There may be a whole range of various patchy OSX installations floating around that geeks have installed on their Dells and white box PCs. Meanwhile if you want to see OSX work the way it should, if you don't have the geeky skills to mess with it, you need to buy a Mactel box. And by the way, you'll also be able to install your copy of Windows on that Mactel.

Looks like it might be a winning strategy for Apple to compete in the Intel market.


----------



## csonni (Feb 8, 2001)

Can't say I've read every single post in this thread, and maybe this was touched on, but will future OSX versions still run on my G5 and Powerbook G4? 10.5? 10.6?


----------



## MannyP Design (Jun 8, 2000)

I had mentioned something to that effect... since Apple had become a more solvent company with a suite of tools for both consumers and professionals, not to mention off-shoot hardware like the iPod, that Apple may very well launch an OS war on Microsoft's turf. Far fetched? Maybe. Maybe not. A lot of people were convinced Apple would never go to Intel just a mere two days ago. Look where we're at now.

We've yet to see what Apple's code-named product "Asteroid" is... there are plenty of other secret projects, I'm sure, that have yet to be revealed.

__________________


----------



## MannyP Design (Jun 8, 2000)

csonni said:


> Can't say I've read every single post in this thread, and maybe this was touched on, but will future OSX versions still run on my G5 and Powerbook G4? 10.5? 10.6?

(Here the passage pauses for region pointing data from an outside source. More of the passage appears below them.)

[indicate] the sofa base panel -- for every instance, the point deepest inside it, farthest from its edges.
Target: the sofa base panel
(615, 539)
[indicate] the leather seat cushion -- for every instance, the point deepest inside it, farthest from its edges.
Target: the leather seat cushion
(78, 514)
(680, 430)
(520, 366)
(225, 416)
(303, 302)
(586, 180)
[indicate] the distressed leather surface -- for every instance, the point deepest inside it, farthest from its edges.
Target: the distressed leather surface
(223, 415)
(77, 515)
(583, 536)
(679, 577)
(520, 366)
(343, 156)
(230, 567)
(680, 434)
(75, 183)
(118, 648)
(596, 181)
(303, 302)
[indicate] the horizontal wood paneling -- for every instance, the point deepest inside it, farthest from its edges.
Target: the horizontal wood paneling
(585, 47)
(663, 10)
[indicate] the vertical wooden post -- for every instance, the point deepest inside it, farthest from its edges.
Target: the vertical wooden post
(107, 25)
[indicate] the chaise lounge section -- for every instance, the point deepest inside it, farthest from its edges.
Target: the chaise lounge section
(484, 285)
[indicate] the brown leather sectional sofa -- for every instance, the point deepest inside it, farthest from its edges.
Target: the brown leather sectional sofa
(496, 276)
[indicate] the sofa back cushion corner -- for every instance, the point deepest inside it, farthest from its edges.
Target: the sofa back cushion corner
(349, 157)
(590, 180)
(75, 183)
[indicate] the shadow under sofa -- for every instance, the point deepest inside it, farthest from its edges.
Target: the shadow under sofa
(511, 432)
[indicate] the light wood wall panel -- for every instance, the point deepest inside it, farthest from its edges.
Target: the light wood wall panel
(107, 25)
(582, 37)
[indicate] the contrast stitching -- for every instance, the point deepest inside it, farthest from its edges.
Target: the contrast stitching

Yes. Steve Jobs made it clear that Apple will support PPC Macs for "quite some time."

__________________


----------



## used to be jwoodget (Aug 22, 2002)

GA, I'm not so sure that simply switching the cpu to Intel will allow people to hack OS X to run on a Dell box. My feeling is that Apple will have invested a lot of effort to prevent that happening. Indeed, new Intel chips will actually have hard coding that lock an OS license to a machine (something Longhorn will support). Apple's nightmare scenario is that OS X is hacked somehow and users run it on PCs for free. No income from the OS, no income from the hardware. End of Apple. I just think that Jobs is so paranoid of that possibility that he will have tied up the hardware in some manner.

I also think people are wrong in thinking that the move to Intel will somehow reduce OS X security to viruses, etc.

But who knows?


----------



## GratuitousApplesauce (Jan 29, 2004)

me said:


> UTBJW, I'm no expert in this, but others are saying that once OSX is on Intel, it will be trivial to make it work on any beige box.


Quoting myself here, but there is something I just wanted to add to that comment. 

I've read speculation that as soon as those developer Intel PowerMacs get into the hands of developers you will see OSX start leaking out into the PC world. Could make for an interesting problem for Apple, but they've probably already thought about this, and know how they'll react to it.

What geek, receiving one of the first Intel Macs, will not be curious to see if he can get OSX running on his PC? And how long before those hacked copies start floating around in the wild?


----------



## GratuitousApplesauce (Jan 29, 2004)

UTBJW said:


> Apple's nightmare scenario is that OS X is hacked somehow and users run it on PCs for free.


Well, I'm going on the opinion of someone I know who knows a heck of a lot about these things and says that it will be relatively easy to accomplish. From what I can see out there, it seems that whatever software engineers can build to copy protect or disable something, others seem to be able to defeat fairly easily.

As for the nightmare scenario, there are probably millions of illegal copies of Windows out there and MS's bottom line isn't hurting too badly. I think that illegal or hacked versions of OSX might require a certain level of ability or the patience to put up with tweaking and instability, so that would limit it's propagation somewhat.

People who don't want to deal with that would just buy a Mactel, just like people who don't want to deal with PC hassles, just get a Dell with Windows installed (although they still have lots of hassles to contend with when they do, of course.)


----------



## used to be jwoodget (Aug 22, 2002)

Agreed, there will be attempts and they may partially succeed.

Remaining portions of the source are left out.